In casinos, uniform chip colors and sizes are sometimes specified by the local gaming control board for consistency. For example, regulations in New Jersey and Illinois specify similar uniform colors. Notably, Nevada has no regulations regarding color, which is why Nevada casinos may use white, blue, or gray as $1, though $5 through $5000 are almost always consistently colored. All US states where gambling is legal require that casino chips have a unique combination of edge spots for identification, the name and location of the casino and the chip's value, if any, impressed, printed, or molded onto the obverse and reverse of the token.

In 19th-century United States, there was enough of a tradition of using blue chips for higher values that "blue chip" in noun and adjective senses signaling high-value chips and high-value property are attested since 1873 and 1894, respectively. This established connotation was first extended to the sense of a blue-chip stock in the 1920s.

Denominations above $5000 are almost never encountered by the general public; their use is usually limited to "high limit rooms" where bet sizes are much greater than on the main floor. Casinos often use gaming plaques for these denominations: these plaques are about the size of a playing card, and must be marked with serial numbers.
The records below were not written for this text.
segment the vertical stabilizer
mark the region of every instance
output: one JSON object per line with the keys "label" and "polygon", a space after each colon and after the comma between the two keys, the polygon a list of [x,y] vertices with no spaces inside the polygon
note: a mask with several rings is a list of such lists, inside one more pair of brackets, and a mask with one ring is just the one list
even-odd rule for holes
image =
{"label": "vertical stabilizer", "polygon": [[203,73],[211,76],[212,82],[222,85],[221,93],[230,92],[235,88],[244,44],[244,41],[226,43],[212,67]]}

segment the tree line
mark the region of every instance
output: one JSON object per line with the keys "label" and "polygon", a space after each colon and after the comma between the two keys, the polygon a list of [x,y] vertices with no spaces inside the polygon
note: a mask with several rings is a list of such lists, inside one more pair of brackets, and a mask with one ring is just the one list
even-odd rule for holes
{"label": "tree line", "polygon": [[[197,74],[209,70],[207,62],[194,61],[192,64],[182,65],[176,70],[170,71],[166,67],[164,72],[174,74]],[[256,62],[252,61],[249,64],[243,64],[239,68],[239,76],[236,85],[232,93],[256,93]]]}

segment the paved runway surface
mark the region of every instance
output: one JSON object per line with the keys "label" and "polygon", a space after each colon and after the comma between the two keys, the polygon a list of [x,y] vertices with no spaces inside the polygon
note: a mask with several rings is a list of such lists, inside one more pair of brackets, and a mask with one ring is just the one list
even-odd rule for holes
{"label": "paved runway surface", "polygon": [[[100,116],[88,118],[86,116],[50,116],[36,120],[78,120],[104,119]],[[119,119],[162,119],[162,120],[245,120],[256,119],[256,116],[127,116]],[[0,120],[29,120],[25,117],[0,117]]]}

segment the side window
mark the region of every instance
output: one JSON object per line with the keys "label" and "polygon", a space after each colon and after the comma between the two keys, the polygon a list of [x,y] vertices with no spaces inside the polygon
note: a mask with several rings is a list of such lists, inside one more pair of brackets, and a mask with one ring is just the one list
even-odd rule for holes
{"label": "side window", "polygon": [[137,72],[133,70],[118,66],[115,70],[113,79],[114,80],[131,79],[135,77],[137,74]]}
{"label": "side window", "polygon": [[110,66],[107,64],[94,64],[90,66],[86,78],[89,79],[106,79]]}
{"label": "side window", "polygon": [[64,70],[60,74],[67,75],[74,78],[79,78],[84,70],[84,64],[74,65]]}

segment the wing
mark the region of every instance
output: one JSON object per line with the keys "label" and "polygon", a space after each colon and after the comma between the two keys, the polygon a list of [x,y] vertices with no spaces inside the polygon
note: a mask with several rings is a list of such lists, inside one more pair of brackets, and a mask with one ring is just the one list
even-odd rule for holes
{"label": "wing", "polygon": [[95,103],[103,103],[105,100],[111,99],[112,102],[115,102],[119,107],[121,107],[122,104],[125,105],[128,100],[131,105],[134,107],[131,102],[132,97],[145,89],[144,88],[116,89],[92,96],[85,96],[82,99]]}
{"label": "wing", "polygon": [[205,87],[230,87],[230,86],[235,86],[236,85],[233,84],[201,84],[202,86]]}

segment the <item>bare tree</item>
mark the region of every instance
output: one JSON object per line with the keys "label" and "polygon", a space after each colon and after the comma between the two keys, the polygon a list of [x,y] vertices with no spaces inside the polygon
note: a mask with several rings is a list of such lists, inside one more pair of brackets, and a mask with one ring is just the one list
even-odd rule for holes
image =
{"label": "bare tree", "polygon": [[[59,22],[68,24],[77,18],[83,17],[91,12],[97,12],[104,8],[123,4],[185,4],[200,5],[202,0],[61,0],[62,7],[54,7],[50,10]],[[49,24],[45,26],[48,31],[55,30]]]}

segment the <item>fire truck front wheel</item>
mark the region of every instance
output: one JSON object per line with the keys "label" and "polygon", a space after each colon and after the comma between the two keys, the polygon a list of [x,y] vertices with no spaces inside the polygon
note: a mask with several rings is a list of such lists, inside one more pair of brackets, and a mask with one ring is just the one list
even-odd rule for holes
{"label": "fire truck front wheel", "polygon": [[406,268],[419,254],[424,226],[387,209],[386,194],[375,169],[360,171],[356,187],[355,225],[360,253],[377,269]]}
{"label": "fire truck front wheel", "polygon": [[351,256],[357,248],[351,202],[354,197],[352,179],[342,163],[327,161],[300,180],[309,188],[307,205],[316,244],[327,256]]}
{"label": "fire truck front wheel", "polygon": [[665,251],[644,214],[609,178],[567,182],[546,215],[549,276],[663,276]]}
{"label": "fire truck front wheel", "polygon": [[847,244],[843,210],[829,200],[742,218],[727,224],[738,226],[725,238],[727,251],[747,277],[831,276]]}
The greatest value placed on a plaque to date is $10 million, used at the London Club in Las Vegas.

=== Security ===

Each casino has a unique set of chips, even if the casino is part of a greater company. This distinguishes a casino's chips from others, since each chip and token on the gaming floor has to be backed up with the appropriate amount of cash. In addition, with the exception of Nevada, casinos are not permitted to honor another casino's chips.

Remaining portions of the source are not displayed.